Based on 1000 athletes with similar finish time in Hyrox Men
A word from RoxCoach - Your AI Powered Trainer
Overall Performance
Greg Shilo delivered a commendable performance at the 2024 Melbourne Hyrox event, securing an overall rank of 815 out of 1801 athletes, placing him in the top 45%. Within his age group (45-49), he ranked 62nd out of 123, categorizing him within the top 50%. His overall completion time was 01:35:14.
In terms of pacing, Greg demonstrated a strong start with his initial running segments considerably faster than average, indicating a tendency to start with a quicker pace. However, his total running time was 00:47:14, which is 00:06 slower than average, suggesting room for improvement in maintaining his pace throughout the race. Greg's profile leans towards a balanced athlete with potential in both running and strength, given his mixed performance across different segments. His better-than-average performance in strength tasks like the Sled Push and Sled Pull signals a solid base in strength, while the overall running time indicates opportunities for improvement, especially in endurance.
Segments to Improve
Running 7: Greg's performance in this segment was significantly slower, with a time of 10:05, which is 04:09 slower than average. This suggests a need to improve endurance and pacing in the later stages of the race.
Training Strategies: Incorporate longer tempo runs and interval training to build endurance and pace maintenance. Consider adding hill repeats to enhance strength and stamina.
Exercises: Long-distance runs (8-10 km) at a steady pace, interval training (e.g., 5 x 1000m at race pace with short recovery), and hill sprints.

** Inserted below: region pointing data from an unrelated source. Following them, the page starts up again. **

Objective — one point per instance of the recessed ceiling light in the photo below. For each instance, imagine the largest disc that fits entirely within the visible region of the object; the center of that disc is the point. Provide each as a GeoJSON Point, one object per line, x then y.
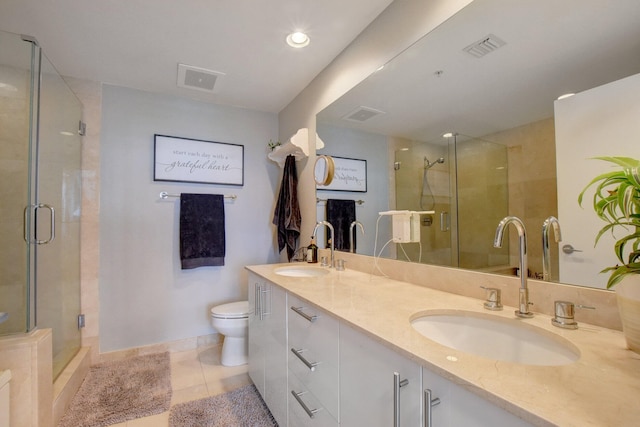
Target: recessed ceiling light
{"type": "Point", "coordinates": [297, 39]}
{"type": "Point", "coordinates": [566, 95]}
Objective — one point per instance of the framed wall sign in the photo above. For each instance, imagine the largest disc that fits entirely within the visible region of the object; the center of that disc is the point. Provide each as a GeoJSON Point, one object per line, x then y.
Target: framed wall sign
{"type": "Point", "coordinates": [194, 160]}
{"type": "Point", "coordinates": [348, 175]}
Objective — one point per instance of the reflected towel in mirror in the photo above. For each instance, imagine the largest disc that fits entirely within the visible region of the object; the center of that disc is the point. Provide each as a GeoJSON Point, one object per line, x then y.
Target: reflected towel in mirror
{"type": "Point", "coordinates": [341, 213]}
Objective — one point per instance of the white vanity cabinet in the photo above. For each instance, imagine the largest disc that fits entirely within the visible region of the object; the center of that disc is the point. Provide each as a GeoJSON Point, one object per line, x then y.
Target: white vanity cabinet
{"type": "Point", "coordinates": [313, 361]}
{"type": "Point", "coordinates": [460, 407]}
{"type": "Point", "coordinates": [378, 387]}
{"type": "Point", "coordinates": [268, 344]}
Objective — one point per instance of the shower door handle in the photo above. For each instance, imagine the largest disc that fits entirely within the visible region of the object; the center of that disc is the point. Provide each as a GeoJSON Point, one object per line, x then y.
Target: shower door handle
{"type": "Point", "coordinates": [27, 229]}
{"type": "Point", "coordinates": [445, 221]}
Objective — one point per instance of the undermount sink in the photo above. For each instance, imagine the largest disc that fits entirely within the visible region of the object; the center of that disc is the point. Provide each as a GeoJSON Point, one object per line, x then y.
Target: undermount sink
{"type": "Point", "coordinates": [301, 271]}
{"type": "Point", "coordinates": [495, 337]}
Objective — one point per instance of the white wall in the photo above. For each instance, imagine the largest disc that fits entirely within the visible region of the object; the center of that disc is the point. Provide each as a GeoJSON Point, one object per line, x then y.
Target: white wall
{"type": "Point", "coordinates": [145, 297]}
{"type": "Point", "coordinates": [603, 121]}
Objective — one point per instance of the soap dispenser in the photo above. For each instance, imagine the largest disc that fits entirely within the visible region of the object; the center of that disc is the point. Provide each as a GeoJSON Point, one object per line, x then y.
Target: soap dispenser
{"type": "Point", "coordinates": [312, 251]}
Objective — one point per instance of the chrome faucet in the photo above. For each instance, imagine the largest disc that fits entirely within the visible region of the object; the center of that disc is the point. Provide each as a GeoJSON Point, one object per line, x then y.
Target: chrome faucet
{"type": "Point", "coordinates": [523, 309]}
{"type": "Point", "coordinates": [353, 224]}
{"type": "Point", "coordinates": [330, 227]}
{"type": "Point", "coordinates": [552, 221]}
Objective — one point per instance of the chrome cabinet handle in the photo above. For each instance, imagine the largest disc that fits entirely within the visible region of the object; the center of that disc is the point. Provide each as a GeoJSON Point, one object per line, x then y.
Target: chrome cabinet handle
{"type": "Point", "coordinates": [265, 309]}
{"type": "Point", "coordinates": [445, 221]}
{"type": "Point", "coordinates": [397, 383]}
{"type": "Point", "coordinates": [428, 404]}
{"type": "Point", "coordinates": [257, 294]}
{"type": "Point", "coordinates": [568, 249]}
{"type": "Point", "coordinates": [310, 412]}
{"type": "Point", "coordinates": [310, 365]}
{"type": "Point", "coordinates": [27, 231]}
{"type": "Point", "coordinates": [310, 318]}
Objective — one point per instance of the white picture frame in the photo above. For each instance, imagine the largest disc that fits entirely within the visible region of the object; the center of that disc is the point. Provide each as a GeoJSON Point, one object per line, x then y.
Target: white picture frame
{"type": "Point", "coordinates": [349, 175]}
{"type": "Point", "coordinates": [193, 160]}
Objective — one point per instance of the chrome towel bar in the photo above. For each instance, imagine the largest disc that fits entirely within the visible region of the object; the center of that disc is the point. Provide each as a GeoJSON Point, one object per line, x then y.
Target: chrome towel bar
{"type": "Point", "coordinates": [164, 195]}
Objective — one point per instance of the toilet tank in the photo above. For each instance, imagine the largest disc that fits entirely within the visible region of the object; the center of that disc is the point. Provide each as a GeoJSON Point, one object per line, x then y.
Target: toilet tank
{"type": "Point", "coordinates": [5, 377]}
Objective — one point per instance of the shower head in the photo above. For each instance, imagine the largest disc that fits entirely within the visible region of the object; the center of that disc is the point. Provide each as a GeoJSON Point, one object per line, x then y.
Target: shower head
{"type": "Point", "coordinates": [428, 164]}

Burpees Broad Jump: With a time of 07:16, Greg was 01:09 slower than average, highlighting a need for improvement in explosive power and recovery.
Training Strategies: Focus on plyometric exercises and metabolic conditioning to enhance explosive strength and recovery speed.

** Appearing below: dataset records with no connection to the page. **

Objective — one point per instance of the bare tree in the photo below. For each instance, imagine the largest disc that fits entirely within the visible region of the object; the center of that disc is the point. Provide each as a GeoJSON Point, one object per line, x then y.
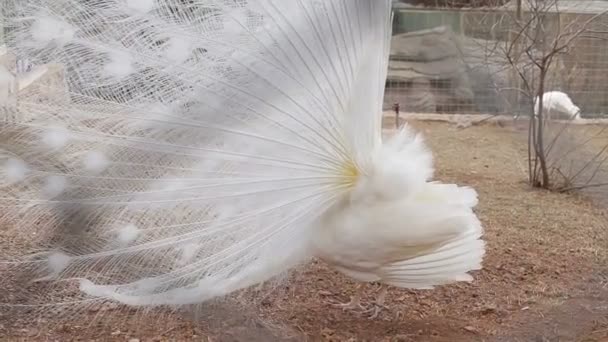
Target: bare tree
{"type": "Point", "coordinates": [538, 39]}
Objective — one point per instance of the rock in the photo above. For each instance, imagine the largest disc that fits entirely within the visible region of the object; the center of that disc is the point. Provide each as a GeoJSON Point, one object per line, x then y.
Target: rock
{"type": "Point", "coordinates": [471, 329]}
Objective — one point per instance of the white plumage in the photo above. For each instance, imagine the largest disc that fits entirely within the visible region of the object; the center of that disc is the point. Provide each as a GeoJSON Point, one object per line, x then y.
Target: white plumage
{"type": "Point", "coordinates": [211, 146]}
{"type": "Point", "coordinates": [557, 105]}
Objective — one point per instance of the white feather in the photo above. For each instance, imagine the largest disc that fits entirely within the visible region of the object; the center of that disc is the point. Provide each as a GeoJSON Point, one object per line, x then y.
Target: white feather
{"type": "Point", "coordinates": [15, 170]}
{"type": "Point", "coordinates": [47, 30]}
{"type": "Point", "coordinates": [229, 142]}
{"type": "Point", "coordinates": [557, 105]}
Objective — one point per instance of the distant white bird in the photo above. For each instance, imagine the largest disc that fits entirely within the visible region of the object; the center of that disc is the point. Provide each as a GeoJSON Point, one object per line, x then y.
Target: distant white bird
{"type": "Point", "coordinates": [557, 105]}
{"type": "Point", "coordinates": [211, 146]}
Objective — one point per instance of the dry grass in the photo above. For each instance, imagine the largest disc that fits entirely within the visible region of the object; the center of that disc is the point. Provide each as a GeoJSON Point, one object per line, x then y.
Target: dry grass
{"type": "Point", "coordinates": [544, 264]}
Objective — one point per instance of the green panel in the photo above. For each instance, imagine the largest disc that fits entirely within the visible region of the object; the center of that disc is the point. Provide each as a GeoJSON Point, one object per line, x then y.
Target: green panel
{"type": "Point", "coordinates": [414, 20]}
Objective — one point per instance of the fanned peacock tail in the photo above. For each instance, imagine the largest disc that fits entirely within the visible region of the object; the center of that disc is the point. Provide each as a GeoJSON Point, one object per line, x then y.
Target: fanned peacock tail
{"type": "Point", "coordinates": [183, 148]}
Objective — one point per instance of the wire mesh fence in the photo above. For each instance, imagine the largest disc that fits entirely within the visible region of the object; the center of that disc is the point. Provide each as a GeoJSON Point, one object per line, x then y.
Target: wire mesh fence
{"type": "Point", "coordinates": [486, 61]}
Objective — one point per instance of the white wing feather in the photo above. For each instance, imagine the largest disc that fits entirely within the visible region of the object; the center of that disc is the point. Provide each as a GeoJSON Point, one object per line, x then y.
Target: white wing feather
{"type": "Point", "coordinates": [191, 145]}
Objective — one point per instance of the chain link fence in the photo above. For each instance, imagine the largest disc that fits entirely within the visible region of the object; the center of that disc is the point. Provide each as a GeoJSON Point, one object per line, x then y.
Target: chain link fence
{"type": "Point", "coordinates": [482, 61]}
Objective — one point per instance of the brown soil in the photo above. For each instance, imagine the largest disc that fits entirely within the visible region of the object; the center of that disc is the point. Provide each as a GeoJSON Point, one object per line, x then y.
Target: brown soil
{"type": "Point", "coordinates": [543, 276]}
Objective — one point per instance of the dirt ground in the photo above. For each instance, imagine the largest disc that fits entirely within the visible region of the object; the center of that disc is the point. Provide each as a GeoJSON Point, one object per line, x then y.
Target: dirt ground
{"type": "Point", "coordinates": [544, 278]}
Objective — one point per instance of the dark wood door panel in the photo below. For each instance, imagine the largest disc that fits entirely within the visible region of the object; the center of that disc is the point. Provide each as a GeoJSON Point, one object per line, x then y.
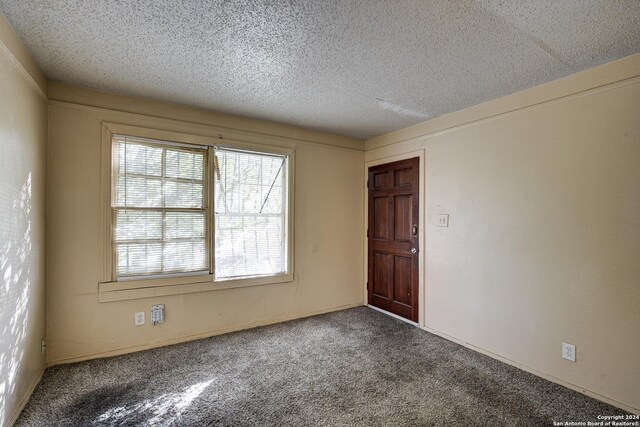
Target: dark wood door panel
{"type": "Point", "coordinates": [381, 217]}
{"type": "Point", "coordinates": [383, 274]}
{"type": "Point", "coordinates": [402, 215]}
{"type": "Point", "coordinates": [393, 237]}
{"type": "Point", "coordinates": [402, 270]}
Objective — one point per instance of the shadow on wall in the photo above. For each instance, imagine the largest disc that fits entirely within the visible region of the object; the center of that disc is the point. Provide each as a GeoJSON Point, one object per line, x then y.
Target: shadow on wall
{"type": "Point", "coordinates": [15, 290]}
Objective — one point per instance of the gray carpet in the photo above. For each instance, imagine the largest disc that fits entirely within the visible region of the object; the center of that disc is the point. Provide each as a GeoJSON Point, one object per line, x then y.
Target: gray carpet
{"type": "Point", "coordinates": [353, 367]}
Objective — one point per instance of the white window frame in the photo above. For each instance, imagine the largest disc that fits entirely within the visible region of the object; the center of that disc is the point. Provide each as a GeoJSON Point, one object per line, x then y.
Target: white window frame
{"type": "Point", "coordinates": [112, 289]}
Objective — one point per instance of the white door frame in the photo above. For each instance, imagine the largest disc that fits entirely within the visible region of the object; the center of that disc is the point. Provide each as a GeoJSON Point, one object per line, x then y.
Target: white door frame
{"type": "Point", "coordinates": [421, 226]}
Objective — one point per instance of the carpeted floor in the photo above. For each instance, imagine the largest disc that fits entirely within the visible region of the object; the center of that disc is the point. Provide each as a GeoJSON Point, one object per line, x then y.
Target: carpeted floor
{"type": "Point", "coordinates": [353, 367]}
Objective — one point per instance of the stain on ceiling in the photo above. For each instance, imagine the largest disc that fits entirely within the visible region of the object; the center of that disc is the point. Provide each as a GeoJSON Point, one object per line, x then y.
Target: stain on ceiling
{"type": "Point", "coordinates": [359, 68]}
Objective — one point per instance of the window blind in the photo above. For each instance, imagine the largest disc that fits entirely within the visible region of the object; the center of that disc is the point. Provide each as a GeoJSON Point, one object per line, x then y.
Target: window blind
{"type": "Point", "coordinates": [159, 207]}
{"type": "Point", "coordinates": [250, 213]}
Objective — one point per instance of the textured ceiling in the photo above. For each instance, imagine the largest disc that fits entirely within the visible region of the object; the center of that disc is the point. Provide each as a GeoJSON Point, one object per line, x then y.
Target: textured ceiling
{"type": "Point", "coordinates": [353, 67]}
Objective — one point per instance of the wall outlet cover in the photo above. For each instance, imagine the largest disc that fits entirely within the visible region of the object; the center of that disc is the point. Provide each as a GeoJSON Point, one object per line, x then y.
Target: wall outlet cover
{"type": "Point", "coordinates": [443, 220]}
{"type": "Point", "coordinates": [157, 314]}
{"type": "Point", "coordinates": [139, 318]}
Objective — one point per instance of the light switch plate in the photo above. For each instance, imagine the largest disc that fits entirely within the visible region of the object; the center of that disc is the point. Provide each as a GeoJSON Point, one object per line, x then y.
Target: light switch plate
{"type": "Point", "coordinates": [139, 318]}
{"type": "Point", "coordinates": [569, 351]}
{"type": "Point", "coordinates": [443, 220]}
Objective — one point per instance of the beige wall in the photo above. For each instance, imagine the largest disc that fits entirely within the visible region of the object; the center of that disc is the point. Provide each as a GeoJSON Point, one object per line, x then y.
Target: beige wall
{"type": "Point", "coordinates": [23, 123]}
{"type": "Point", "coordinates": [328, 215]}
{"type": "Point", "coordinates": [543, 192]}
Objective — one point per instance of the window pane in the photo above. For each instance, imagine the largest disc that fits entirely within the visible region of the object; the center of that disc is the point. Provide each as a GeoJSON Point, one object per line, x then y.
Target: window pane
{"type": "Point", "coordinates": [140, 159]}
{"type": "Point", "coordinates": [185, 164]}
{"type": "Point", "coordinates": [183, 194]}
{"type": "Point", "coordinates": [249, 246]}
{"type": "Point", "coordinates": [138, 192]}
{"type": "Point", "coordinates": [180, 225]}
{"type": "Point", "coordinates": [185, 256]}
{"type": "Point", "coordinates": [159, 223]}
{"type": "Point", "coordinates": [138, 258]}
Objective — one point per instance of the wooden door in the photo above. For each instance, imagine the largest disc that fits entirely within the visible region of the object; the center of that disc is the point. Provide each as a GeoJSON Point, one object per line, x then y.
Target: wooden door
{"type": "Point", "coordinates": [393, 238]}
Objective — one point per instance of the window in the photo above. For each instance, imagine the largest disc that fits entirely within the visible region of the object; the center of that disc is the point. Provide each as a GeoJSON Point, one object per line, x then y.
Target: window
{"type": "Point", "coordinates": [251, 220]}
{"type": "Point", "coordinates": [159, 207]}
{"type": "Point", "coordinates": [183, 214]}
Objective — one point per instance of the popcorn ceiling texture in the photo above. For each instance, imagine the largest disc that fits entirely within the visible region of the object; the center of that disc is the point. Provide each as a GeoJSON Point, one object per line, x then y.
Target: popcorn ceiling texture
{"type": "Point", "coordinates": [353, 67]}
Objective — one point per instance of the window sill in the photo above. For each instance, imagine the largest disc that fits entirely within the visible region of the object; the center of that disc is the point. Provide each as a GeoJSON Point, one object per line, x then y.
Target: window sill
{"type": "Point", "coordinates": [137, 289]}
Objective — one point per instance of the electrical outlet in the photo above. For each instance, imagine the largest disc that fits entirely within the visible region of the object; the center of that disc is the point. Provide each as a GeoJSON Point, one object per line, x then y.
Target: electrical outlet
{"type": "Point", "coordinates": [157, 314]}
{"type": "Point", "coordinates": [569, 351]}
{"type": "Point", "coordinates": [139, 318]}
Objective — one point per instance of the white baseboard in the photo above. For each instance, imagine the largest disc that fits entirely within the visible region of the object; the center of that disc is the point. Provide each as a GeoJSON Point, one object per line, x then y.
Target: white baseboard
{"type": "Point", "coordinates": [24, 399]}
{"type": "Point", "coordinates": [536, 372]}
{"type": "Point", "coordinates": [234, 328]}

Exercises: Box jumps, burpee variations, and circuit training involving high-intensity interval training (HIIT) to improve aerobic capacity and muscle endurance.

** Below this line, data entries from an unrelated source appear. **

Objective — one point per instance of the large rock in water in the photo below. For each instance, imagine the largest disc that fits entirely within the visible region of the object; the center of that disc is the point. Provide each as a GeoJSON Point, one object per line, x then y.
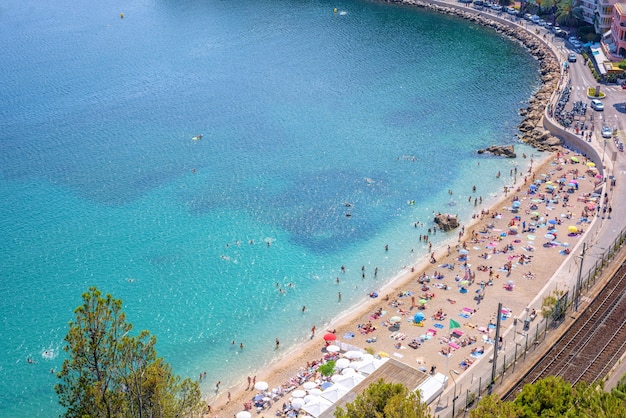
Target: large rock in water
{"type": "Point", "coordinates": [446, 222]}
{"type": "Point", "coordinates": [507, 151]}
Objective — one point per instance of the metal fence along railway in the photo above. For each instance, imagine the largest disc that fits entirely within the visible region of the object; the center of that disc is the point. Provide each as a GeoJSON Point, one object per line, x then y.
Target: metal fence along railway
{"type": "Point", "coordinates": [600, 331]}
{"type": "Point", "coordinates": [593, 342]}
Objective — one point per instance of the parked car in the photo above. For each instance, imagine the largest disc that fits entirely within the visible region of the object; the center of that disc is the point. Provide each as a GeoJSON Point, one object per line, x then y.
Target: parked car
{"type": "Point", "coordinates": [597, 105]}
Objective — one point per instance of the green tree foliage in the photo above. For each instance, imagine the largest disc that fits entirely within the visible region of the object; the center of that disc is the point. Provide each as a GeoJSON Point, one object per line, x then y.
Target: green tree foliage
{"type": "Point", "coordinates": [554, 397]}
{"type": "Point", "coordinates": [109, 373]}
{"type": "Point", "coordinates": [568, 13]}
{"type": "Point", "coordinates": [385, 400]}
{"type": "Point", "coordinates": [327, 369]}
{"type": "Point", "coordinates": [492, 407]}
{"type": "Point", "coordinates": [551, 394]}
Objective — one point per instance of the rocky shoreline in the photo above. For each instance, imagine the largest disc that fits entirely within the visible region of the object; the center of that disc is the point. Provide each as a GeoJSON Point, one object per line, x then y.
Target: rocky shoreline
{"type": "Point", "coordinates": [531, 129]}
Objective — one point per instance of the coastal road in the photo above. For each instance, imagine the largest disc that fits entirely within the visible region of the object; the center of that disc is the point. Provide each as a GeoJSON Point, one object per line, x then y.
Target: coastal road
{"type": "Point", "coordinates": [614, 161]}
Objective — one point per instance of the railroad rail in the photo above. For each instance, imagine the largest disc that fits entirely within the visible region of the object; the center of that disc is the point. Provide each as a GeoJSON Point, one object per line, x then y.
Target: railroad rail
{"type": "Point", "coordinates": [592, 344]}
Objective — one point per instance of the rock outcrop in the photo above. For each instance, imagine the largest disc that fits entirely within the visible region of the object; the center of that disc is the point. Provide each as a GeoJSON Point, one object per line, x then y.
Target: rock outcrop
{"type": "Point", "coordinates": [507, 151]}
{"type": "Point", "coordinates": [446, 222]}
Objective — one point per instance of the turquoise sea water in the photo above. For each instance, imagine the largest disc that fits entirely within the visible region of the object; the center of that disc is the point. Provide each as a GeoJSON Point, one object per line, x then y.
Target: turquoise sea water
{"type": "Point", "coordinates": [301, 110]}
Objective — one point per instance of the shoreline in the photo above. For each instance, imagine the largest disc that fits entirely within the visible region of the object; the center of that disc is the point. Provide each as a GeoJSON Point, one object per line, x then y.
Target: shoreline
{"type": "Point", "coordinates": [312, 349]}
{"type": "Point", "coordinates": [292, 361]}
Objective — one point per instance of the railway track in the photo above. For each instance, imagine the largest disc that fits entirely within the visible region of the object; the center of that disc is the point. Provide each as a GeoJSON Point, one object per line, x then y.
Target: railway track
{"type": "Point", "coordinates": [592, 344]}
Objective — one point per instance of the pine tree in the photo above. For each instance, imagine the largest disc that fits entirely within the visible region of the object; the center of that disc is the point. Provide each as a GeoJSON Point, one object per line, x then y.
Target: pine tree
{"type": "Point", "coordinates": [109, 373]}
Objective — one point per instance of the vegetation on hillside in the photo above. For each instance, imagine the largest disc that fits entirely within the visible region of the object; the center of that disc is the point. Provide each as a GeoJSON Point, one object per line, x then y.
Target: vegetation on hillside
{"type": "Point", "coordinates": [109, 373]}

Wall Balls: Greg completed this segment in 08:24, which is 00:56 slower than average, indicating room for improvement in muscular endurance and form.
Training Strategies: Strengthen leg and core muscles with targeted resistance training and practice wall ball techniques to enhance coordination and efficiency.
Exercises: Squats, thrusters, core stability drills, and wall ball practice focusing on consistent form and breathing techniques.
Rowing: At 05:17, Greg was 00:15 slower than average, suggesting a need to improve rowing technique and endurance.
Training Strategies: Incorporate rowing intervals and technique drills to enhance efficiency and stamina.
Exercises: Rowing intervals (e.g., 500m sprints with rest), stroke technique drills, and core exercises to support stable rowing form.
Race Strategies
Pacing: Develop a consistent pacing strategy to avoid starting too fast and losing momentum in later segments. Consider using a heart rate monitor to maintain optimal effort levels throughout the race.
Transition Efficiency: Work on minimizing time in the Roxzone by practicing quick transitions between exercises. This can be achieved through specific transition drills and rehearsing race scenarios.
Nutrition and Hydration: Ensure a well-planned nutrition and hydration strategy is in place before and during the race to maintain energy levels and prevent fatigue.
Mental Preparation: Focus on mental toughness training to maintain focus and motivation during the most challenging parts of the race. Visualization and mindfulness techniques can be beneficial.